# Negril.com Message Board Forums > Living in Jamaica >  June come!

## DYT

Hello, after 10 years away, my wife Becky and I are returning to Negril for two weeks and to renew our vows. we spent our honeymoon there at NBCC, loved the walk to town and Selinas. I understand its gone? I know alot changes in 10 years, but I hope the flavor of Negril is still laid back!
 We will be looking for a room, even be a yardie now that we know what we are doing! I will pay in advance now with no return policy for SUBSTANTIAL discount if you know what I mean. Also, I would like to fed-ex a full color show laser in advance of my visit and need someone to recieve it for us prior to my arrival. 
 Thank you !!
 DYT and Becky

----------


## walter

Hello DYT and Becky :
   Renewing your vows is Negril is no doubt an excellent idea! Negril is changing, like everything else, but we all think it is a change for better. So, be aware, you may become, like thousands of us, a "regular". Coming again and again, not to Jamaica, but to our Negril.
   Seven years ago, my wife Lidia and I spent one week in January at Riu [it was called Tropical Bay,then] and it was perfect. Just to make sure, we went again 2 months later, and it was perfect again. In the Summer we looked at some houses and we purchased the place in February, 2008.
   It is one acre property on top of a coral hill, with stunning view of the famous 7 Mile Beach. Walking distance [about 300 m] to 2 large grocery stores, about 800 m to the beach and about 500 m in the opposite direction to 6 km stretch of hotels and restaurants on a cliffs.
 There are 2 one bedroom apartments at the main floor of our house, each renovated and equipped to the highest standards. Queen size bed in a bedroom and 2 reclining love seats in a living room. Naturally [although it is not always the case] AC, hot water, WiFi, etc.

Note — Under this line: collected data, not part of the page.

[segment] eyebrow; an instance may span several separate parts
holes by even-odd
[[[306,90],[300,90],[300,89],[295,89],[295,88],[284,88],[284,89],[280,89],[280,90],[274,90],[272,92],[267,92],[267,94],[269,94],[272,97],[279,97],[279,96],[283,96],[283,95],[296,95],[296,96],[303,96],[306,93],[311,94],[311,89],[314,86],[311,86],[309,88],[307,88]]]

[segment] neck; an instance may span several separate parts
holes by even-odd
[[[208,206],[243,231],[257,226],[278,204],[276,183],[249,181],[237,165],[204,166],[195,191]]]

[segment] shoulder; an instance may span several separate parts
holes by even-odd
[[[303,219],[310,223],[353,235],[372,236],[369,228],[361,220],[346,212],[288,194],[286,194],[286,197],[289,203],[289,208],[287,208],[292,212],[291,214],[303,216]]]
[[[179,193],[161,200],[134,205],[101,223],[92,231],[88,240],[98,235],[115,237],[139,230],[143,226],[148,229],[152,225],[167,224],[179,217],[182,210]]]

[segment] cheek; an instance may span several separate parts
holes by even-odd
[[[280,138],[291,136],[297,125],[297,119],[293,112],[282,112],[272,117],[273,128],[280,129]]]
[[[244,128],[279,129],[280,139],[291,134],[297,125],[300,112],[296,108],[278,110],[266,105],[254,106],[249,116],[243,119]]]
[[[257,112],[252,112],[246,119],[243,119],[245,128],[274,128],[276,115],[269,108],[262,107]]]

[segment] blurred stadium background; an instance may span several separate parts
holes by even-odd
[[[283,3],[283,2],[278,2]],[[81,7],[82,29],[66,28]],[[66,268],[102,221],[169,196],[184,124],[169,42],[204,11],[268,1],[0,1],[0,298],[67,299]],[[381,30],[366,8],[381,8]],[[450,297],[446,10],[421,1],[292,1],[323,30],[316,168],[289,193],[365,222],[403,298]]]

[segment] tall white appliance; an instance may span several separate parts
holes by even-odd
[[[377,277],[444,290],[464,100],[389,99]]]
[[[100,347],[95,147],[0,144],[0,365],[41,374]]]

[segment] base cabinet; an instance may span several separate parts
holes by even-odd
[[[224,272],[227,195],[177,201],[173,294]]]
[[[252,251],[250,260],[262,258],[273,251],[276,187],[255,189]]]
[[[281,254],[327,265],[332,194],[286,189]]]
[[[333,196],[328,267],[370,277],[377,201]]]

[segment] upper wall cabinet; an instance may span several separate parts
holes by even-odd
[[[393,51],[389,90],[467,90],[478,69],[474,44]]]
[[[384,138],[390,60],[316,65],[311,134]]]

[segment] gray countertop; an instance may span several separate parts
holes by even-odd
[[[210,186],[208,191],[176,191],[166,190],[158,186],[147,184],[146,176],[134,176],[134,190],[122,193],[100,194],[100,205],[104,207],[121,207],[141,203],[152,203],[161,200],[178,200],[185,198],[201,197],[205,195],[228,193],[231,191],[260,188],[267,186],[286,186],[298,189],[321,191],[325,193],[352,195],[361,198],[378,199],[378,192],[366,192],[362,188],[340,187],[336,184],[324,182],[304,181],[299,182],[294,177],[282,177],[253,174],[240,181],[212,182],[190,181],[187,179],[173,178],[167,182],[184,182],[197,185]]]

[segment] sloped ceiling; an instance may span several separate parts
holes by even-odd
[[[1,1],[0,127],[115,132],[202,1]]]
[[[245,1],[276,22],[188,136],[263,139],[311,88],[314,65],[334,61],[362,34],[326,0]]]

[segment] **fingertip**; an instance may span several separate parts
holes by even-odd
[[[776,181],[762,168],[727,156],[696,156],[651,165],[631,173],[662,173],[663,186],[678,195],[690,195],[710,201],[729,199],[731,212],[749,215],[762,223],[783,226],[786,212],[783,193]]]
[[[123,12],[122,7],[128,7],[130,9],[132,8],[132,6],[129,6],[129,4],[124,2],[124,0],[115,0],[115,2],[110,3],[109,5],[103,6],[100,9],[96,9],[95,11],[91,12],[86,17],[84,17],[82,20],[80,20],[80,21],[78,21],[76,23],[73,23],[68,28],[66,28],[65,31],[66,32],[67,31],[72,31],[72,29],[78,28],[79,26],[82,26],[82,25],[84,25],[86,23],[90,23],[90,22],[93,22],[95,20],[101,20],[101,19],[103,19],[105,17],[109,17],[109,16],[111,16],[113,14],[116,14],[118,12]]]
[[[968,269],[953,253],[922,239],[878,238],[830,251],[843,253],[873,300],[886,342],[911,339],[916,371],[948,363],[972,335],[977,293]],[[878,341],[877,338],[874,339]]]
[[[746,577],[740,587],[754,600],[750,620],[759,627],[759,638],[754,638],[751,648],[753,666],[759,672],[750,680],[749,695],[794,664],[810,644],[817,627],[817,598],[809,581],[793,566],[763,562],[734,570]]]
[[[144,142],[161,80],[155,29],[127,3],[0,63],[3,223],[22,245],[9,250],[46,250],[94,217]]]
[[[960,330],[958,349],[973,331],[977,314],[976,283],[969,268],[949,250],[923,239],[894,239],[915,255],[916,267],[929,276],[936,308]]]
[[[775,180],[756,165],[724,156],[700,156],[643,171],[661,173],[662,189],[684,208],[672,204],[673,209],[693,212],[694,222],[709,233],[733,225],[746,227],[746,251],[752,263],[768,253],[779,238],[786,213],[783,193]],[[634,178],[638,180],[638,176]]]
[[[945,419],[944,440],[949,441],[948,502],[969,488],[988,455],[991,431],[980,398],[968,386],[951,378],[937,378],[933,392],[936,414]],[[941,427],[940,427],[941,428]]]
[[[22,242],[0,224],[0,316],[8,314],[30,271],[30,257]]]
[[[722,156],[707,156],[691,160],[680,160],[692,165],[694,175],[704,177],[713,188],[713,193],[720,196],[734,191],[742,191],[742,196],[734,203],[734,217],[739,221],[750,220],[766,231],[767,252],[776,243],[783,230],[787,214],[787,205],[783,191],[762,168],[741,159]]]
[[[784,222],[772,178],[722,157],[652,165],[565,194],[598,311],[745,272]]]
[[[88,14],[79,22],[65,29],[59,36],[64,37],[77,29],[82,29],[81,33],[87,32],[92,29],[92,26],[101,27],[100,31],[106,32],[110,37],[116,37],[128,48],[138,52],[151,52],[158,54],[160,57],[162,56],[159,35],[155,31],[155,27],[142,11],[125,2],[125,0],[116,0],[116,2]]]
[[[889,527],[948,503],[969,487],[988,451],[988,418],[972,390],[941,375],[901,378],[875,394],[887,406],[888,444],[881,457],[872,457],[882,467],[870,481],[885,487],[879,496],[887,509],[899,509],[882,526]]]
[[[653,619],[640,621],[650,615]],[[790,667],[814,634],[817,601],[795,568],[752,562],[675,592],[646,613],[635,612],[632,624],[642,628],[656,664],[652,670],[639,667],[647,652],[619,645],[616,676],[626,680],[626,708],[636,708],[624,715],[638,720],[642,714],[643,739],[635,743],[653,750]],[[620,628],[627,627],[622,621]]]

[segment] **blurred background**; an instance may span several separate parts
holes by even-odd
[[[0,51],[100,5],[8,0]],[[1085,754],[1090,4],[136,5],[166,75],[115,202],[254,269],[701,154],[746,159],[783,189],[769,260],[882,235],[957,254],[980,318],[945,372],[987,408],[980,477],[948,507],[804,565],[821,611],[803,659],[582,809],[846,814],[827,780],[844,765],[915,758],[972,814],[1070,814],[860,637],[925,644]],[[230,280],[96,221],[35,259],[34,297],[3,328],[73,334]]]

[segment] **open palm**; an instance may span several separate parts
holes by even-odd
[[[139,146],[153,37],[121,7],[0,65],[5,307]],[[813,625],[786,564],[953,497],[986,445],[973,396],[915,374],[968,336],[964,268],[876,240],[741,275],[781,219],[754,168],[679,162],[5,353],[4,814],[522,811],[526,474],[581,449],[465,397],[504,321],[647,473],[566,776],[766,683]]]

In fact, some of your closest guests, or family members may stay just the next door from you.
   We ask for $ 300.00 per week, $ 520.00 for 2 weeks, $ 670.00 for 3 weeks and $ 740.00 for a month.
   It would be a pleasure to have you as a guests in June, we indeed believe you will start coming regularly and humbly hope it will be always at our place. Please take a look at the pictures and the satellite map.
   Regards
P.S. No problem with shipping your laser, I can offer some contacts that will help.

----------


## DYT

Walter thank you so much for the offer!! Im running this across the wife tonight!!!!

----------